I would qualify it ever so slightly:

The internet is the scaffolding/structure, the Web is what people are doing in a browser (i.e., over HTTP) in it.

Then there's also the stuff people do on the internet without a browser/HTTP. Nobody opens an IMAP/SSH/BitTorrent/IRC client or whatever and thinks of that as surfing the Web, because those aren't browsers nor are they primarily speaking HTTP.

The Web is layer 7, the internet is layer 3 (and upward if you want to generalize).
I'm not sure, but the grand-parent might be drawing from Hakim Bey's distinction between Net and Web. This is from TAZ, The Temporary Autonomous Zone (1991):

We’ve spoken of the Net, which can be defined as the totality of all information and communication transfer. Some of these transfers are privileged and limited to various elites, which gives the Net a hierarchic aspect. Other transactions are open to all — so the Net has a horizontal or non-hierarchic aspect as well. Military and Intelligence data are restricted, as are banking and currency information and the like. But for the most part the telephone, the postal system, public data banks, etc. are accessible to everyone and anyone. Thus within the Net there has begun to emerge a shadowy sort of counter-Net, which we will call the Web (as if the Net were a fishing-net and the Web were spider-webs woven through the interstices and broken sections of the Net). Generally we’ll use the term Web to refer to the alternate horizontal open structure of info-exchange, the non-hierarchic network, and reserve the term counter-Net to indicate clandestine illegal and rebellious use of the Web, including actual data-piracy and other forms of leeching off the Net itself. Net, Web, and counter-Net are all parts of the same whole pattern-complex — they blur into each other at innumerable points. The terms are not meant to define areas but to suggest tendencies.

https://theanarchistlibrary.org/library/hakim-bey-t-a-z-the-...

> The Internet is fantastic. The Web sucks.

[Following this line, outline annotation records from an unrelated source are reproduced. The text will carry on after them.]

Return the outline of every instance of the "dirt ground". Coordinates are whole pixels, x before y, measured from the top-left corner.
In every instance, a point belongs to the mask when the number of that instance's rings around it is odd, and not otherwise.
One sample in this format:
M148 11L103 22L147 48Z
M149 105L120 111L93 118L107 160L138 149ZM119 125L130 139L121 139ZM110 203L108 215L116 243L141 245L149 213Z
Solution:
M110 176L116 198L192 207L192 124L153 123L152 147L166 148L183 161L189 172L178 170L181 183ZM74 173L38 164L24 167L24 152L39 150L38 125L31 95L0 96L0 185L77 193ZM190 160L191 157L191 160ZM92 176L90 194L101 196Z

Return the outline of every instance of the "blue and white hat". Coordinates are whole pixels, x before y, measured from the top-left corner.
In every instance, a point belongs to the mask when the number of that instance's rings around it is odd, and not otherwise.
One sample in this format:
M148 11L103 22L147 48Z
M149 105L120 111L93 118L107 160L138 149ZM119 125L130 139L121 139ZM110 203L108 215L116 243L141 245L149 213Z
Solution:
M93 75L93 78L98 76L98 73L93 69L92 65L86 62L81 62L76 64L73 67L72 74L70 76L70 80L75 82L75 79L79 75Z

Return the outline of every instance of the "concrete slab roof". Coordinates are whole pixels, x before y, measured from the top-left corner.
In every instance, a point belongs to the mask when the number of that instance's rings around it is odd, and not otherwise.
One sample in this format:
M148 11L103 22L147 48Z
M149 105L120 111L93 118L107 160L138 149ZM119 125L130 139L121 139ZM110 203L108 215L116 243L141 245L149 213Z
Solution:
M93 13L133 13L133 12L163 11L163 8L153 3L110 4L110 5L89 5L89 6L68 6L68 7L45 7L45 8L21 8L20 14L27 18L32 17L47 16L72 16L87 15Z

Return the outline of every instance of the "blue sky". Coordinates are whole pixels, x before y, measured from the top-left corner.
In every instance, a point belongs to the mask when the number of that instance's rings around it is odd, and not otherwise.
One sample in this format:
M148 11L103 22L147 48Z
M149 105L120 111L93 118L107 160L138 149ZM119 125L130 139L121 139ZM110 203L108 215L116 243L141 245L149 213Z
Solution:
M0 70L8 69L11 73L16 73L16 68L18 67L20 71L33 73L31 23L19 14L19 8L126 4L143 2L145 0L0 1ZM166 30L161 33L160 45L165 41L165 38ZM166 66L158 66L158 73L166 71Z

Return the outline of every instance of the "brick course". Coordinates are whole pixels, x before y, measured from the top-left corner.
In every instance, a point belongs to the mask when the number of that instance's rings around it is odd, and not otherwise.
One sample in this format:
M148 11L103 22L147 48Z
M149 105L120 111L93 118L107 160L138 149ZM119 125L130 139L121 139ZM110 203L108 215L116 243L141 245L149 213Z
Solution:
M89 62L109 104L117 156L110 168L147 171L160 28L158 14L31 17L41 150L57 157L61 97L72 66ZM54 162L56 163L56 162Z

did you really not understand what the author meant by “internet” in the colloquial sense or are you being needlessly pedantic?

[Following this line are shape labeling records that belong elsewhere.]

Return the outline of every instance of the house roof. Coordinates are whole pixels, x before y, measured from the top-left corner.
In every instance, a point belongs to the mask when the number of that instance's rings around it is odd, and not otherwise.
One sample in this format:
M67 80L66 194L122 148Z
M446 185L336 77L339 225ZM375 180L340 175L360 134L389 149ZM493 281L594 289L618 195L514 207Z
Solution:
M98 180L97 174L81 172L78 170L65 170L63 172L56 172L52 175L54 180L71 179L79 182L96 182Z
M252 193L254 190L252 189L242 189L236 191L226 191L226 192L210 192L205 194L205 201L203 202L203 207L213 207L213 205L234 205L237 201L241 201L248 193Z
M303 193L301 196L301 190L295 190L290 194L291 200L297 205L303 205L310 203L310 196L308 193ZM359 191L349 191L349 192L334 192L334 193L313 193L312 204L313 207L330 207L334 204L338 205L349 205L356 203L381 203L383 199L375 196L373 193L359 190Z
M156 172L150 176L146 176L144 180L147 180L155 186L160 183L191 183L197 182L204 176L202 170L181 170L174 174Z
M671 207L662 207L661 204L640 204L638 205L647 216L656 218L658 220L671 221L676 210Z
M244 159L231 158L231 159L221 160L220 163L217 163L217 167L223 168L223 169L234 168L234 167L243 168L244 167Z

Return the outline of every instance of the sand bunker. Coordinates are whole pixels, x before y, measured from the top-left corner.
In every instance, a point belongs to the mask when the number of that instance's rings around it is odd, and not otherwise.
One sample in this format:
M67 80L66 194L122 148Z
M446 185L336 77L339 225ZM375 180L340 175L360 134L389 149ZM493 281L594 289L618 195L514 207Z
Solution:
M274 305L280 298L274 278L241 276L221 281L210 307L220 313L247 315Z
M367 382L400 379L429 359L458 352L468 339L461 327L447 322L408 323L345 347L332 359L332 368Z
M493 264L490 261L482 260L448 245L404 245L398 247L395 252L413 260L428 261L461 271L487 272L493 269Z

I appreciate when "Woe is Me" style comments are knocked down a notch when they conveniently ignore half of the world. The activity surrounding the discussion is indeed using networked applications, of which the web is only one.

So I don't think they were being needlessly pedantic, nor do I think they didn't understand what the parent meant by internet in the colloquial.

Lots of different ways one could take this: maybe whom they were responding to is just being lazy, that the good parts of the internet are there for them to explore, but they are beholden to their web browser and their favorite loathed platforms that 'make the internet suck'.

Or maybe whom they were responding to really has gone the rounds and really has considered all the options and bemoans how difficult the non-web internet services are to use, and how inelegant they can be at times and what a pain they are to maintain if it isn't your full time job.

There can be so many ways to take written material on the internet; more often even pedantic comments at least let us ensure we aren't simply reaffirming our own biases.

thanks for your input. im still curious to hear from them.